In California, it’s legal to be a squatter. That is, the law allows individuals to occupy a rental house or apartment without a lease or filling out a rental application or going through any sort of renter-qualification process. They can just pick a vacant residence, live there and be virtually shielded from eviction.

That’s precisely what happened to a property owner in Torrance, CA thanks to an arcane provision in state law governing landlord-tenant rights.

Among the many thousand statutes in Sacramento, is one which has been there since 1872 and it contains a free pass for squatters. It’s called “adverse possession” and was originally aimed at abandoned properties or toward resolving disputes over property lines. However, squatters who pay delinquent property taxes use the law today to gain possession of vacant homes.

There are many more laws like this one that work directly against the interests of landlords. Here’s a sampling:
* • A law, frequently abused, that requires a landlord to accept a requested jury trial – with all of its additional time and expense – for evictions;
* • A law that requires a property owner to give a year’s notice to certain tenants before de-commissioning a rental unit;
* • A law that changes notice periods from three or five calendar days to court days, which just gives unruly or dangerous tenants an additional period of time to occupy the rental unit (and abuse the rental privilege); and
* • A law that allows de minimis “habitability” violations (cracked switch plate, minor leak) to effectively stall evictions for non-payment of rent.

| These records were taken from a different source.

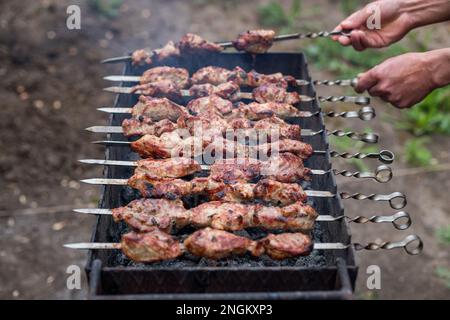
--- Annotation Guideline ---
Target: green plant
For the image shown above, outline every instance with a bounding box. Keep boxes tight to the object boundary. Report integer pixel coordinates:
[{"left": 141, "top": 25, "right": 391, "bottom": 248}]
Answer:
[
  {"left": 435, "top": 267, "right": 450, "bottom": 289},
  {"left": 330, "top": 129, "right": 377, "bottom": 171},
  {"left": 304, "top": 39, "right": 407, "bottom": 77},
  {"left": 404, "top": 138, "right": 433, "bottom": 166},
  {"left": 397, "top": 88, "right": 450, "bottom": 136},
  {"left": 341, "top": 0, "right": 361, "bottom": 16},
  {"left": 88, "top": 0, "right": 123, "bottom": 18},
  {"left": 258, "top": 0, "right": 301, "bottom": 28},
  {"left": 436, "top": 225, "right": 450, "bottom": 245}
]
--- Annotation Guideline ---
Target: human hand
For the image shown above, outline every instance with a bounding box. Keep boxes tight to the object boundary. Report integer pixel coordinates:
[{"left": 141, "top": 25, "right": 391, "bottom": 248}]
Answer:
[
  {"left": 332, "top": 0, "right": 414, "bottom": 51},
  {"left": 355, "top": 50, "right": 443, "bottom": 108}
]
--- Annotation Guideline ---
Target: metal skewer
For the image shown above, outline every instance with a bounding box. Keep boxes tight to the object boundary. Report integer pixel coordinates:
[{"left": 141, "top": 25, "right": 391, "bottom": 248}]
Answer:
[
  {"left": 78, "top": 159, "right": 393, "bottom": 183},
  {"left": 103, "top": 75, "right": 358, "bottom": 87},
  {"left": 73, "top": 208, "right": 411, "bottom": 230},
  {"left": 97, "top": 106, "right": 376, "bottom": 121},
  {"left": 86, "top": 126, "right": 378, "bottom": 143},
  {"left": 103, "top": 87, "right": 370, "bottom": 106},
  {"left": 101, "top": 30, "right": 350, "bottom": 63},
  {"left": 64, "top": 234, "right": 423, "bottom": 255}
]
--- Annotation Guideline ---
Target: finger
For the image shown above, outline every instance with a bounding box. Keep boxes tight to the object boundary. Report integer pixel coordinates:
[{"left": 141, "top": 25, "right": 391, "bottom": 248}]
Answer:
[
  {"left": 351, "top": 30, "right": 365, "bottom": 51},
  {"left": 338, "top": 36, "right": 352, "bottom": 46},
  {"left": 340, "top": 9, "right": 369, "bottom": 30},
  {"left": 331, "top": 25, "right": 342, "bottom": 41},
  {"left": 355, "top": 69, "right": 378, "bottom": 93}
]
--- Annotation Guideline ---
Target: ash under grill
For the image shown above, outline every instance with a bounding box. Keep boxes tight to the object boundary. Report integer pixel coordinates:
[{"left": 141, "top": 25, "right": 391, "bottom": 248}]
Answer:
[{"left": 86, "top": 53, "right": 357, "bottom": 299}]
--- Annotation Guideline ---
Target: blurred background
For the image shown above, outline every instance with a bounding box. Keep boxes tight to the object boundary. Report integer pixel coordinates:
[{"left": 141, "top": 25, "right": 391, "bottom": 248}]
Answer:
[{"left": 0, "top": 0, "right": 450, "bottom": 299}]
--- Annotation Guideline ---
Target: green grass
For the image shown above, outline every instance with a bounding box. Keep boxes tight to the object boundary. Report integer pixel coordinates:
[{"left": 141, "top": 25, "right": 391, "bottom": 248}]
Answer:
[
  {"left": 397, "top": 88, "right": 450, "bottom": 136},
  {"left": 257, "top": 0, "right": 302, "bottom": 32},
  {"left": 435, "top": 267, "right": 450, "bottom": 289},
  {"left": 330, "top": 129, "right": 378, "bottom": 171},
  {"left": 436, "top": 225, "right": 450, "bottom": 245},
  {"left": 404, "top": 137, "right": 433, "bottom": 166},
  {"left": 88, "top": 0, "right": 123, "bottom": 18}
]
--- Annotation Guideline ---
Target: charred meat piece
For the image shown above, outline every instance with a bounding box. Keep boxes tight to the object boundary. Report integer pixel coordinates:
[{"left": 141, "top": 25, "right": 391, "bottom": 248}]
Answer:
[
  {"left": 260, "top": 233, "right": 313, "bottom": 260},
  {"left": 140, "top": 66, "right": 190, "bottom": 89},
  {"left": 120, "top": 229, "right": 183, "bottom": 262},
  {"left": 131, "top": 49, "right": 153, "bottom": 66},
  {"left": 190, "top": 201, "right": 255, "bottom": 231},
  {"left": 112, "top": 199, "right": 190, "bottom": 232},
  {"left": 184, "top": 228, "right": 264, "bottom": 259},
  {"left": 130, "top": 131, "right": 313, "bottom": 162},
  {"left": 191, "top": 66, "right": 234, "bottom": 86},
  {"left": 251, "top": 202, "right": 318, "bottom": 232},
  {"left": 131, "top": 95, "right": 189, "bottom": 122},
  {"left": 178, "top": 33, "right": 223, "bottom": 54},
  {"left": 131, "top": 80, "right": 182, "bottom": 101},
  {"left": 128, "top": 171, "right": 306, "bottom": 206},
  {"left": 233, "top": 30, "right": 275, "bottom": 54},
  {"left": 210, "top": 152, "right": 311, "bottom": 183},
  {"left": 232, "top": 102, "right": 302, "bottom": 120},
  {"left": 253, "top": 83, "right": 300, "bottom": 104},
  {"left": 153, "top": 41, "right": 180, "bottom": 61},
  {"left": 122, "top": 116, "right": 177, "bottom": 137},
  {"left": 134, "top": 158, "right": 202, "bottom": 179},
  {"left": 189, "top": 81, "right": 240, "bottom": 101},
  {"left": 187, "top": 95, "right": 233, "bottom": 116}
]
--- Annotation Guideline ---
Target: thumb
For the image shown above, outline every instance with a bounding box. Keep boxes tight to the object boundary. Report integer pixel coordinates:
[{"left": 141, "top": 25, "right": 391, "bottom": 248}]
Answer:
[
  {"left": 340, "top": 8, "right": 370, "bottom": 29},
  {"left": 355, "top": 69, "right": 378, "bottom": 93}
]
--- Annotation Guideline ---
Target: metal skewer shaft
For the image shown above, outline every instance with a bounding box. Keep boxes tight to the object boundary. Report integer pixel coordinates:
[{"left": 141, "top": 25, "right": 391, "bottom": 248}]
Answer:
[
  {"left": 103, "top": 87, "right": 370, "bottom": 106},
  {"left": 103, "top": 75, "right": 358, "bottom": 87},
  {"left": 73, "top": 208, "right": 411, "bottom": 230},
  {"left": 86, "top": 126, "right": 378, "bottom": 143},
  {"left": 64, "top": 235, "right": 423, "bottom": 255},
  {"left": 79, "top": 159, "right": 393, "bottom": 183},
  {"left": 97, "top": 106, "right": 376, "bottom": 121},
  {"left": 101, "top": 30, "right": 350, "bottom": 63}
]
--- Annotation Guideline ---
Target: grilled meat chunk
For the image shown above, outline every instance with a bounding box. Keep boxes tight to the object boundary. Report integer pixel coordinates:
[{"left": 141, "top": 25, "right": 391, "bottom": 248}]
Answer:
[
  {"left": 131, "top": 131, "right": 313, "bottom": 159},
  {"left": 178, "top": 33, "right": 223, "bottom": 54},
  {"left": 153, "top": 41, "right": 180, "bottom": 61},
  {"left": 191, "top": 66, "right": 234, "bottom": 86},
  {"left": 260, "top": 233, "right": 313, "bottom": 260},
  {"left": 122, "top": 116, "right": 177, "bottom": 137},
  {"left": 233, "top": 30, "right": 275, "bottom": 54},
  {"left": 184, "top": 228, "right": 264, "bottom": 259},
  {"left": 134, "top": 158, "right": 202, "bottom": 179},
  {"left": 186, "top": 95, "right": 233, "bottom": 116},
  {"left": 251, "top": 202, "right": 318, "bottom": 232},
  {"left": 140, "top": 66, "right": 190, "bottom": 89},
  {"left": 210, "top": 152, "right": 311, "bottom": 183},
  {"left": 120, "top": 229, "right": 183, "bottom": 262},
  {"left": 120, "top": 227, "right": 313, "bottom": 262},
  {"left": 131, "top": 95, "right": 189, "bottom": 122},
  {"left": 253, "top": 83, "right": 300, "bottom": 104},
  {"left": 231, "top": 102, "right": 302, "bottom": 120},
  {"left": 131, "top": 80, "right": 182, "bottom": 101},
  {"left": 131, "top": 49, "right": 153, "bottom": 66},
  {"left": 189, "top": 81, "right": 240, "bottom": 101},
  {"left": 112, "top": 199, "right": 190, "bottom": 232}
]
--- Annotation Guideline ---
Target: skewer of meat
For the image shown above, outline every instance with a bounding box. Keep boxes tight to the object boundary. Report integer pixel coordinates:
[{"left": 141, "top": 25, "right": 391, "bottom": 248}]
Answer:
[
  {"left": 73, "top": 199, "right": 411, "bottom": 233},
  {"left": 74, "top": 199, "right": 316, "bottom": 233},
  {"left": 102, "top": 30, "right": 349, "bottom": 65},
  {"left": 103, "top": 66, "right": 358, "bottom": 89},
  {"left": 64, "top": 228, "right": 423, "bottom": 263},
  {"left": 104, "top": 80, "right": 370, "bottom": 105}
]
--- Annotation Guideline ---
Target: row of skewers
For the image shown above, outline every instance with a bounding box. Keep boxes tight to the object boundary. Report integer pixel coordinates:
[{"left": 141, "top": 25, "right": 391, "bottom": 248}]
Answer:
[{"left": 67, "top": 30, "right": 422, "bottom": 262}]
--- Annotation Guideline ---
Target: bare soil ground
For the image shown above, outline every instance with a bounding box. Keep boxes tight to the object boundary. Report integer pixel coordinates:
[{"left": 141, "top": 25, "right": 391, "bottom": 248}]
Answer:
[{"left": 0, "top": 0, "right": 450, "bottom": 299}]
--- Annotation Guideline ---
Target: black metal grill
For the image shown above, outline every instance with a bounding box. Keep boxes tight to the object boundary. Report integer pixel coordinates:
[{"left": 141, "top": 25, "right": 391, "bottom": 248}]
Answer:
[{"left": 86, "top": 53, "right": 357, "bottom": 299}]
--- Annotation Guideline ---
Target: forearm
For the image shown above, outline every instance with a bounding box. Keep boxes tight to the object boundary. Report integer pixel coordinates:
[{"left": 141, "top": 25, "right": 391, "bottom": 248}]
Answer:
[
  {"left": 425, "top": 48, "right": 450, "bottom": 88},
  {"left": 400, "top": 0, "right": 450, "bottom": 28}
]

These are among the worst of the worse – especially when abused – says premier California rental housing lobbyist Steve Carlson. They are just the sort of rules – with their added expense and general hassle – owners must follow here in the state that end up discouraging them from renting out their properties at all. Of course, these laws don’t compare to the many frivolous and expansive ideas introduced every year in the Legislature, before being defeated.

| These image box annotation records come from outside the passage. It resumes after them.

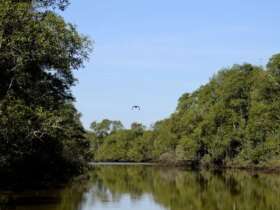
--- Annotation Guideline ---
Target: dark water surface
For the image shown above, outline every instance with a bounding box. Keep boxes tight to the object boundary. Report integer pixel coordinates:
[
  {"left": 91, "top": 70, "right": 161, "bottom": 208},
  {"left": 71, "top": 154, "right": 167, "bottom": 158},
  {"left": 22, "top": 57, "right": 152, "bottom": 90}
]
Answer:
[{"left": 0, "top": 165, "right": 280, "bottom": 210}]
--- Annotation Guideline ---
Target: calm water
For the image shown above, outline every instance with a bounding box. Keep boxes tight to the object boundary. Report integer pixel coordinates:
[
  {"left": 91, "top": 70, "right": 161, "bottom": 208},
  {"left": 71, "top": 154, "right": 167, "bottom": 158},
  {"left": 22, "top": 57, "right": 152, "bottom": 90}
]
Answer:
[{"left": 0, "top": 166, "right": 280, "bottom": 210}]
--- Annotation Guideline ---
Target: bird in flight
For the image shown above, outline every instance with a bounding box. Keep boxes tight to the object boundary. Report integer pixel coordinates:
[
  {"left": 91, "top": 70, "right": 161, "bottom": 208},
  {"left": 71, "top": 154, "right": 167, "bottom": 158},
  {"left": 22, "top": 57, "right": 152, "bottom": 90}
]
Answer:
[{"left": 131, "top": 105, "right": 141, "bottom": 111}]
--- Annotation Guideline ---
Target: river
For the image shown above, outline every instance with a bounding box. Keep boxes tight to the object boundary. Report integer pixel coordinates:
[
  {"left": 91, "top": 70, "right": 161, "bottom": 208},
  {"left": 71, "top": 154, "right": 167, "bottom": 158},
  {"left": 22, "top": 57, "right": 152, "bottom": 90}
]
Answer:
[{"left": 0, "top": 165, "right": 280, "bottom": 210}]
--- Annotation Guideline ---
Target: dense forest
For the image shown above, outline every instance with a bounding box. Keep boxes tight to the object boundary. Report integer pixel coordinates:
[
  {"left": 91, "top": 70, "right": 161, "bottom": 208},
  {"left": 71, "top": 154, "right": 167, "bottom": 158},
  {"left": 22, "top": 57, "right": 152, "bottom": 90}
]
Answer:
[
  {"left": 0, "top": 0, "right": 90, "bottom": 181},
  {"left": 87, "top": 54, "right": 280, "bottom": 167}
]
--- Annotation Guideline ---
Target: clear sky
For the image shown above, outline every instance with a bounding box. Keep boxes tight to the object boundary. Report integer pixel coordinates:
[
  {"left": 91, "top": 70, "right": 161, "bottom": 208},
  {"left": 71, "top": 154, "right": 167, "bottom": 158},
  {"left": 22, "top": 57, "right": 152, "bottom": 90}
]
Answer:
[{"left": 63, "top": 0, "right": 280, "bottom": 127}]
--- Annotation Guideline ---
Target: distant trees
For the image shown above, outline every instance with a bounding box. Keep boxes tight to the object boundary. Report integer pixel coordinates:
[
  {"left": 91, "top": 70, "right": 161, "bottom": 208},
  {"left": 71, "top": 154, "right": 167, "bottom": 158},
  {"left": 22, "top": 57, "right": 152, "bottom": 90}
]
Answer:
[
  {"left": 88, "top": 54, "right": 280, "bottom": 166},
  {"left": 0, "top": 0, "right": 90, "bottom": 180}
]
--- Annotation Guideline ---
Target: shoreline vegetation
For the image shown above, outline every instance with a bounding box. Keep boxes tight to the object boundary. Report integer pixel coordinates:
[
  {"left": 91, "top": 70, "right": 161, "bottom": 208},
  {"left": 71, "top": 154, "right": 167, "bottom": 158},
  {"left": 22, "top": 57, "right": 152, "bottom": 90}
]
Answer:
[
  {"left": 0, "top": 0, "right": 91, "bottom": 185},
  {"left": 87, "top": 54, "right": 280, "bottom": 171},
  {"left": 0, "top": 0, "right": 280, "bottom": 189}
]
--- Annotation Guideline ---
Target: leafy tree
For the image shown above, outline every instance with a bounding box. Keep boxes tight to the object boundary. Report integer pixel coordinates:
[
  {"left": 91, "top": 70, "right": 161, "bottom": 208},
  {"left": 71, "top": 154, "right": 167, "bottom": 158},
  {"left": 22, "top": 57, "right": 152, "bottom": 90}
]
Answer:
[{"left": 0, "top": 0, "right": 90, "bottom": 179}]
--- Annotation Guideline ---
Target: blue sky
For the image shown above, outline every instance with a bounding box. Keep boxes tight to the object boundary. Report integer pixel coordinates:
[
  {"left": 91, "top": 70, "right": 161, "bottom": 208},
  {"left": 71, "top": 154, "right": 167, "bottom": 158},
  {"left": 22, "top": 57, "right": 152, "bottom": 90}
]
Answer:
[{"left": 63, "top": 0, "right": 280, "bottom": 127}]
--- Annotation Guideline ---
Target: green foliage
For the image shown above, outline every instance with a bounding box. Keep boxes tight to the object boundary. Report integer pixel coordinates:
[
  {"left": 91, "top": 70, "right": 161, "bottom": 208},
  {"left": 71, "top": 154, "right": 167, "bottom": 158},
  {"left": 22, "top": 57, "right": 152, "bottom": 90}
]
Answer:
[
  {"left": 0, "top": 0, "right": 90, "bottom": 179},
  {"left": 89, "top": 55, "right": 280, "bottom": 165}
]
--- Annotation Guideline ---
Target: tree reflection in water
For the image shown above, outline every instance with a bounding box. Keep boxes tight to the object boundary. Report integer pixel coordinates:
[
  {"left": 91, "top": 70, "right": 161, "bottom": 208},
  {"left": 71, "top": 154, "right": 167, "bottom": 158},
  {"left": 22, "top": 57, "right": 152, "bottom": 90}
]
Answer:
[{"left": 0, "top": 166, "right": 280, "bottom": 210}]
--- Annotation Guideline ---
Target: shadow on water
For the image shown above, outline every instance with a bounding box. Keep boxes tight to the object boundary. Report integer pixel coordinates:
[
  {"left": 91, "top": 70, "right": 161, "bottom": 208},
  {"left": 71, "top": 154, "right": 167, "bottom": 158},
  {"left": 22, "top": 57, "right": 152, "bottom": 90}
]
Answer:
[{"left": 0, "top": 166, "right": 280, "bottom": 210}]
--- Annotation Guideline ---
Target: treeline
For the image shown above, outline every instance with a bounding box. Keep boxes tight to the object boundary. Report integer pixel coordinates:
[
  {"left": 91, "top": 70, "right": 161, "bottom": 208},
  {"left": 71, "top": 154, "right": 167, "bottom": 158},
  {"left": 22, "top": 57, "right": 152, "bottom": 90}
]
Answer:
[
  {"left": 88, "top": 54, "right": 280, "bottom": 166},
  {"left": 0, "top": 0, "right": 90, "bottom": 181}
]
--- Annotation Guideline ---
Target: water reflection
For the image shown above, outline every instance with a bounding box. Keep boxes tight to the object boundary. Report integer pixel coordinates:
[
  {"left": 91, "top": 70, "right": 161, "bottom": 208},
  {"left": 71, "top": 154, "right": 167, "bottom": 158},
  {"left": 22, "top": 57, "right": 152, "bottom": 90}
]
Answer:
[{"left": 0, "top": 166, "right": 280, "bottom": 210}]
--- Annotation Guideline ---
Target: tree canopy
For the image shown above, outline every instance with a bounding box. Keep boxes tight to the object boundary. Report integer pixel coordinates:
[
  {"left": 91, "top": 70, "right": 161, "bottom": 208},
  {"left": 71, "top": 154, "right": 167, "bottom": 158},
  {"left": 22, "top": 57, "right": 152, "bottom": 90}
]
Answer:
[
  {"left": 88, "top": 54, "right": 280, "bottom": 166},
  {"left": 0, "top": 0, "right": 90, "bottom": 180}
]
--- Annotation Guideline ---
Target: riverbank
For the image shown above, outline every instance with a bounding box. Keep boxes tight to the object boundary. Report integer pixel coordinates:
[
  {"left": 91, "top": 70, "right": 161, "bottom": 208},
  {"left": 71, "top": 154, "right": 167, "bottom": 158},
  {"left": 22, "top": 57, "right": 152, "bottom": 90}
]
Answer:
[{"left": 89, "top": 161, "right": 280, "bottom": 174}]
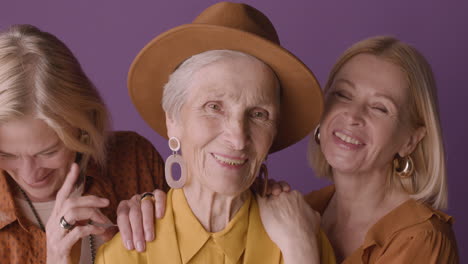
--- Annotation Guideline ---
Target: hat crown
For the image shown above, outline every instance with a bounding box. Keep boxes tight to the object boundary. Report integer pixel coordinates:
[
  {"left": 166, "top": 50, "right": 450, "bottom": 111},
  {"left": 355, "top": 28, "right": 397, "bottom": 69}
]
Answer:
[{"left": 193, "top": 2, "right": 280, "bottom": 45}]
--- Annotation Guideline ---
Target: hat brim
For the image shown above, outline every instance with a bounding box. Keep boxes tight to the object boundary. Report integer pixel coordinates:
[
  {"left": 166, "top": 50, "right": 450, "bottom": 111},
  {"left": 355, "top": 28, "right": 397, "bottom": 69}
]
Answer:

Carlson has been at this a long time – well over 30 years. He’s fought nearly all the rental-housing fights in Sacramento of the last three decades, including scoring a major victory back in 1995. That was the year the Legislature – believing what most pundits and academics were saying about the ills of rent control – improbably passed the Costa-Hawkins Rental Housing Act.

If you recognize that law it’s probably because it’s what this year’s Proposition 10 is trying to undo. Proposition 10 would repeal Costa-Hawkins, which now places limitations on what localities can have in their rent control ordinances. For example, the law prohibits rent control being imposed on single-family housing and post-1995, newly constructed rental housing. It also de-controls rents on units vacated by tenants after 1995.

Certainly, rent control is the greatest, most insidious landlord-tenant offense of them all. In tight housing markets like the ones we’re currently experiencing in California, under rent control an owner – having to now deal with an arbitrary limit on his or her investment – is usually better off selling the property. And, usually does. That consequence creates the worst condition for the tenant, by far. Sure, there’s no landlord to deal with, but there’s no housing either. The same thing happens with rent control on newly constructed buildings.

Back to the house in Torrance which, because of a recent tenant leaving, was supposed to be vacant. But, a family of three – probably after having scanned the most recent edition of CraigsList or, where the vacant unit was being advertised – just moved in. Because the law lets them.

Jason Burris, a real estate attorney from Santa Ana, said most squatters study public records for foreclosures and other signs of financial distress. “They check to see if people have passed away and didn’t pay their property taxes,” Burris said. “That’s when they strike.”

The tiresome back and forth that went on between the owner and the Torrance Police Department during the initial dispute period is expected to be repeated – and get profoundly more expensive – as a prolonged court battle will probably ensue. Indeed, in court, things get much worse. The squatter will likely get a free attorney, either through legal aid or on contingency.

“That free attorney will demand depositions, written discovery, jury trial – all the expensive mechanisms of litigation,” said Rikka Fountain, also a real estate lawyer serving landlords in the Southland. “There are no such resources for property owners. They have to pay their attorneys – usually between $300 and $400 an hour.” That expense comes directly out of the property owner’s pocket.

The legal proceedings for the Torrance property are expected to last several weeks – even months. Meanwhile, the squatters live rent free.

“Evictions are portrayed as an abuse of the poor, rather than the result of tenants breaking their contracts by not paying their rent,” explained Fountain. “So, the issue is painted as fat-cat landlord versus the oppressed little guy.”

That is the general sentiment among lawmakers in Sacramento and, as long as that attitude prevails, California will get a continuum of absurd state laws. Those listed above are only a very few. What these laws have in common with most of the rest is their blatant and seemingly unchecked hostility toward landlords.

But, as this hostility prevails, we will likely see the real “little guy” – the Mom and Pop who invest their life savings into owning four to six rental units – disappear. When that happens, the Legislature will only have the (less-forgiving) “big guys” to deal with – which means more conflict and more bad laws are ahead.